Loading the Model in Kaggle
Example download code:
from huggingface_hub import hf_hub_download
repo_id = "SharoonArshad/asl-citizen-bigru-attention-encoder-200"
model_path = hf_hub_download(
repo_id=repo_id,
repo_type="model",
filename="checkpoints/best_bigru_attention_model.pt"
)
encoder_path = hf_hub_download(
repo_id=repo_id,
repo_type="model",
filename="checkpoints/best_isolated_encoder_only.pt"
)
print(model_path)
print(encoder_path)
Loading the Full ZIP Archive
from huggingface_hub import hf_hub_download
import zipfile
from pathlib import Path
repo_id = "SharoonArshad/asl-citizen-bigru-attention-encoder-200"
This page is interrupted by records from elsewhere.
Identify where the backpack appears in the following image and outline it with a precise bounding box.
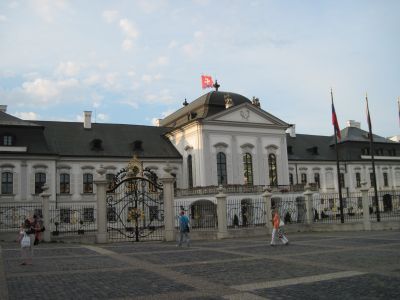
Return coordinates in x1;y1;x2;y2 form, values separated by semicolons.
21;232;31;248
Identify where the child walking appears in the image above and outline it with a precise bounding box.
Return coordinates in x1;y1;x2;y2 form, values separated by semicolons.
271;208;289;246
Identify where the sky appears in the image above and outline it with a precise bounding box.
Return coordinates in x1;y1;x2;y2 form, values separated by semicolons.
0;0;400;137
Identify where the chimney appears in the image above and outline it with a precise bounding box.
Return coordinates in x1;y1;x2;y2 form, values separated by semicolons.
286;124;296;137
83;111;92;129
346;120;361;129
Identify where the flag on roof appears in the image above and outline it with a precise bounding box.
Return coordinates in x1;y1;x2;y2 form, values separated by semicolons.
201;75;214;90
331;90;342;141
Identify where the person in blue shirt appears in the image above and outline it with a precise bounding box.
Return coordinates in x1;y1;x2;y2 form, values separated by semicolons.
178;210;190;247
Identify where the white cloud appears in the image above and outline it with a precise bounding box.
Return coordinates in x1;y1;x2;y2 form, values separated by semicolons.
56;61;81;77
145;89;175;104
102;10;118;23
119;19;139;39
121;39;133;51
31;0;68;23
119;100;139;109
14;111;40;120
95;113;110;122
103;72;121;90
83;74;101;86
22;78;59;101
8;1;19;8
22;78;79;103
150;56;169;68
168;40;178;49
137;0;166;14
182;30;205;57
142;74;162;83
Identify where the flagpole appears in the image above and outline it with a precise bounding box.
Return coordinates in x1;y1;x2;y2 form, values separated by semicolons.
331;89;344;223
365;94;381;222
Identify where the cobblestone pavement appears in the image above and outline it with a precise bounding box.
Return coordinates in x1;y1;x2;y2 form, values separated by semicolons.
0;231;400;300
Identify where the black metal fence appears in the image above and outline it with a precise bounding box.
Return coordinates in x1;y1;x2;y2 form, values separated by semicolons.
313;192;363;223
368;190;400;220
175;199;218;230
226;197;266;228
49;203;97;236
0;202;42;232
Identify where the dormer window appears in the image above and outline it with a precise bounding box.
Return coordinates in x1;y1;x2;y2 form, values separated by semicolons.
3;134;14;146
90;139;103;151
133;140;143;152
307;146;318;155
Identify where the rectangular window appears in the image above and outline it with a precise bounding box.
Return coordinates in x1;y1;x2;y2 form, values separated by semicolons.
1;172;13;195
369;173;375;186
60;208;71;223
107;207;117;222
35;173;46;195
83;207;94;222
149;205;158;222
314;173;320;188
357;197;362;209
383;173;389;186
83;173;93;194
356;172;361;187
60;174;70;194
106;173;114;190
301;173;307;184
339;173;346;187
3;135;12;146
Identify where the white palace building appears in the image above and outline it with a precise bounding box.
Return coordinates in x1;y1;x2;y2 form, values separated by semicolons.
0;91;400;241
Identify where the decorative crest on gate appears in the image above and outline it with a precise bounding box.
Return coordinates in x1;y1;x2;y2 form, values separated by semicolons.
126;154;143;178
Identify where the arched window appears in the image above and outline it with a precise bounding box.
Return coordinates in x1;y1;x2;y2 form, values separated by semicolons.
35;173;46;194
268;153;278;186
60;173;70;194
187;155;193;189
243;153;253;185
83;173;93;194
1;172;13;195
217;152;227;185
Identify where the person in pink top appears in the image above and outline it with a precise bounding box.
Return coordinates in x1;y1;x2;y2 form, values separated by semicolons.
271;208;289;246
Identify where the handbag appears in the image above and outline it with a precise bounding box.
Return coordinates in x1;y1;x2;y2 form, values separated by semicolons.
21;233;31;248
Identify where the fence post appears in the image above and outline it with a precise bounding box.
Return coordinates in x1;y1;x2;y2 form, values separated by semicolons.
360;182;371;230
262;188;272;231
215;185;228;239
94;165;107;244
40;184;51;242
303;185;314;224
160;164;175;242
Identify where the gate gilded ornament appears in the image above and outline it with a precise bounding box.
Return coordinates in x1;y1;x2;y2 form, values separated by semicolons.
106;156;164;241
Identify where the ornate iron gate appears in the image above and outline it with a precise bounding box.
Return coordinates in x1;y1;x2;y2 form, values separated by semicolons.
107;157;164;242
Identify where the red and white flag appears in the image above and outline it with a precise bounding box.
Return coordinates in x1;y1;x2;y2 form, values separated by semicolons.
201;75;214;90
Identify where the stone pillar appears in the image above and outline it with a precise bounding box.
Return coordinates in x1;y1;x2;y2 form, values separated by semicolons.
303;185;314;224
160;164;175;242
262;187;272;231
40;184;51;242
215;185;228;239
94;166;108;244
360;181;371;230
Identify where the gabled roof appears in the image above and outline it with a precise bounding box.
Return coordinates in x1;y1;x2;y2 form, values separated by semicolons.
205;102;290;129
160;91;251;128
0;111;39;127
340;127;396;144
36;121;181;159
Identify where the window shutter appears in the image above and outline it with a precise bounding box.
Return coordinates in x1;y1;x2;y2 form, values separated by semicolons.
12;172;21;195
28;173;35;195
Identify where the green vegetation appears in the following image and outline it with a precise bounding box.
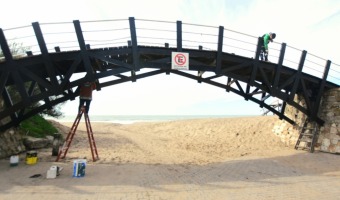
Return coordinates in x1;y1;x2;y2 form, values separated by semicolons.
20;115;58;138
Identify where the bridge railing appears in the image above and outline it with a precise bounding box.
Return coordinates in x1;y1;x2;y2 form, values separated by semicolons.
0;19;340;84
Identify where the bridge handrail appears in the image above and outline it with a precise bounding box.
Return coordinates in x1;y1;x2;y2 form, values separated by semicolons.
0;19;340;85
zip_path = hf_hub_download(
repo_id=repo_id,
repo_type="model",
filename="asl_isolated_bigru_attention.zip"
)
extract_dir = Path("/kaggle/working/asl_isolated_bigru_attention_loaded")
extract_dir.mkdir(parents=True, exist_ok=True)
with zipfile.ZipFile(zip_path, "r") as zip_ref:
zip_ref.extractall(extract_dir)
print("Extracted to:", extract_dir)
Thesis Use
This model can be documented as the isolated sign recognition baseline for the project. It provides the first trained visual/keypoint encoder before moving to continuous sign recognition using How2Sign and CTC.
Suggested thesis statement:
A BiGRU with attention pooling was trained on the processed ASL Citizen keypoints-200 dataset for 200 isolated ASL classes. The model achieved 85.47% validation top-1 accuracy and 98.48% test top-1 accuracy, with 99.58% test top-5 accuracy. The trained encoder is saved for future transfer to a CTC-based continuous sign recognition model.
Limitations
- The model is trained on isolated signs, not continuous signing.
- Test accuracy is much higher than validation accuracy, so split difficulty and sample similarity should be discussed.
- The model recognizes 200 selected ASL classes from the processed ASL Citizen dataset.
- It does not yet perform ASL sentence translation.
Next Step
The next project stage is to use the saved encoder checkpoint as the pretrained visual encoder for a CTC-based How2Sign continuous sign recognition model.